Biological activity test shows that such compound has certain inhibitory action in liver cancer HepG2 to cancer cell.To sum up Described, the invention provides a kind of Tarceva -1,2 with bioactivity, the synthetic method of 3- triazole compounds is first It is secondary to be found that such compound has preferable inhibitory activity to hepatoma Hep G 2 cells, therefore with great research and development potentiality.

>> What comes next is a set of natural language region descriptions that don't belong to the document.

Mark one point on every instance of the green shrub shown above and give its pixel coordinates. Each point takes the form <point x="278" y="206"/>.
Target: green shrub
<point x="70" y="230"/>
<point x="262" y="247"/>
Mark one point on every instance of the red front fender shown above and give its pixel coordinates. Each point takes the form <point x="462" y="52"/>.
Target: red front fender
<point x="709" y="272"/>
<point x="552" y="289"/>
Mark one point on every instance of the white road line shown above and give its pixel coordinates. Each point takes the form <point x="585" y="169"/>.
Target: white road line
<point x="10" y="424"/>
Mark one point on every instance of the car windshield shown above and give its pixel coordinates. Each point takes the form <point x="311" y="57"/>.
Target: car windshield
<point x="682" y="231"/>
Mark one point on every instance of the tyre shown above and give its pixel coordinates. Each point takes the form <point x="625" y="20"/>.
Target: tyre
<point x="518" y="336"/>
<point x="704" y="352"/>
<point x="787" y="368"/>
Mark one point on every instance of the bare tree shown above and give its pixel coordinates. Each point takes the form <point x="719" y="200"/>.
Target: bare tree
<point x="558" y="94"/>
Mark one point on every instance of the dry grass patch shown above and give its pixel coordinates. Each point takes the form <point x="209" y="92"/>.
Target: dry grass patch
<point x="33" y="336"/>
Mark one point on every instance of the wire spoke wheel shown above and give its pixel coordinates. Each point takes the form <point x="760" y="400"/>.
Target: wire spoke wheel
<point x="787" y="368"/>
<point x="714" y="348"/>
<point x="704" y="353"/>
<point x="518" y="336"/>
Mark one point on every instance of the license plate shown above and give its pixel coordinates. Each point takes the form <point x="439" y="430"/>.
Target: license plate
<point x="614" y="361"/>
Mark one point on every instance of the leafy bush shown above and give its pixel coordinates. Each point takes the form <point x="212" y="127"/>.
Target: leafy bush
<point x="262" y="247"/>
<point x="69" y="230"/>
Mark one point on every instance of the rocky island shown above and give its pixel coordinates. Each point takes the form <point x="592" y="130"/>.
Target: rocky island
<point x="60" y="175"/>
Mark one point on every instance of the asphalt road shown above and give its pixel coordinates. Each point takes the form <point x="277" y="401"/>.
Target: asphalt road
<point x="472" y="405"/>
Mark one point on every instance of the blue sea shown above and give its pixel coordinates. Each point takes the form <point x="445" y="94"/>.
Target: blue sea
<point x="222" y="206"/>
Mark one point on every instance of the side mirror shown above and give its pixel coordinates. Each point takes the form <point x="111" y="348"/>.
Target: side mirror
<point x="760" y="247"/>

Embodiment above describes general principle, principal character and the advantage of the present invention, the technical staff of the industry should Understand, the present invention is not limited to the above embodiments, the original for simply illustrating the present invention described in above-described embodiment and specification Reason, under the scope for not departing from the principle of the invention, various changes and modifications of the present invention are possible, and these changes and improvements are each fallen within In the scope of protection of the invention.

Claims (10)

1. a kind of Tarceva -1,2, the preparation method of 3- triazole compounds, it is characterised in that concretely comprise the following steps:
(1)In acetic anhydride solvent, 3,4- 3,5-dimethoxybenzoic alcohols obtain 2- nitre in room temperature under nitric acid effect through nitration reaction Base -4,5- 3,5-dimethoxybenzoic alcohols;
(2)2- nitro -4,5- 3,5-dimethoxybenzoic alcohols are in solvent benzol, using cupric sulfate pentahydrate and potassium hydroxide as catalyst, 2- nitro -4,5- dimethoxybenzoic acids are obtained through potassium permanganate oxidation;
(3)In methanol solvate, 2- nitros -4,5- dimethoxybenzoic acid is reduced under hydrazine hydrate and Raney's nickel effect through nitro 2- amino -4,5- dimethoxybenzoic acids are obtained for amino;
(4)2- amino -4,5- dimethoxybenzoic acids obtain 6 under the effect of catalyst ammonium formate with formamide through ring-closure reaction, 7- dimethoxyquinazoline -4- ketone;
(5)6,7- dimethoxyquinazoline -4- ketone obtains the chloro- 6,7- dimethoxyquinazolines of 4- under thionyl chloride effect;
(6)The chloro- 6,7- dimethoxyquinazolines of 4- are substituted reaction with m-aminophenyl ethyl ketone and obtain 4- aminoacetophenones -6,7- two Methoxyquinazoline hydrochloride;
(7)4- aminoacetophenone -6,7- dimethoxyquinazolines are in tetrahydrofuran solvent, the demethylating under lithium bromide effect Obtain 4- aminoacetophenone -6,7- dihydroxy base quinazolines;
(8)4- aminoacetophenone -6,7- dihydroxy quinazolines and 2- methoxy ethyls bromine and azide compounds, in base catalysis The lower generation substitution reaction simultaneously of agent effect and click react and obtain target product Tarceva -1,2,3- triazole compounds, Wherein base catalyst is potassium carbonate, DBU, triethylamine or diethylamine.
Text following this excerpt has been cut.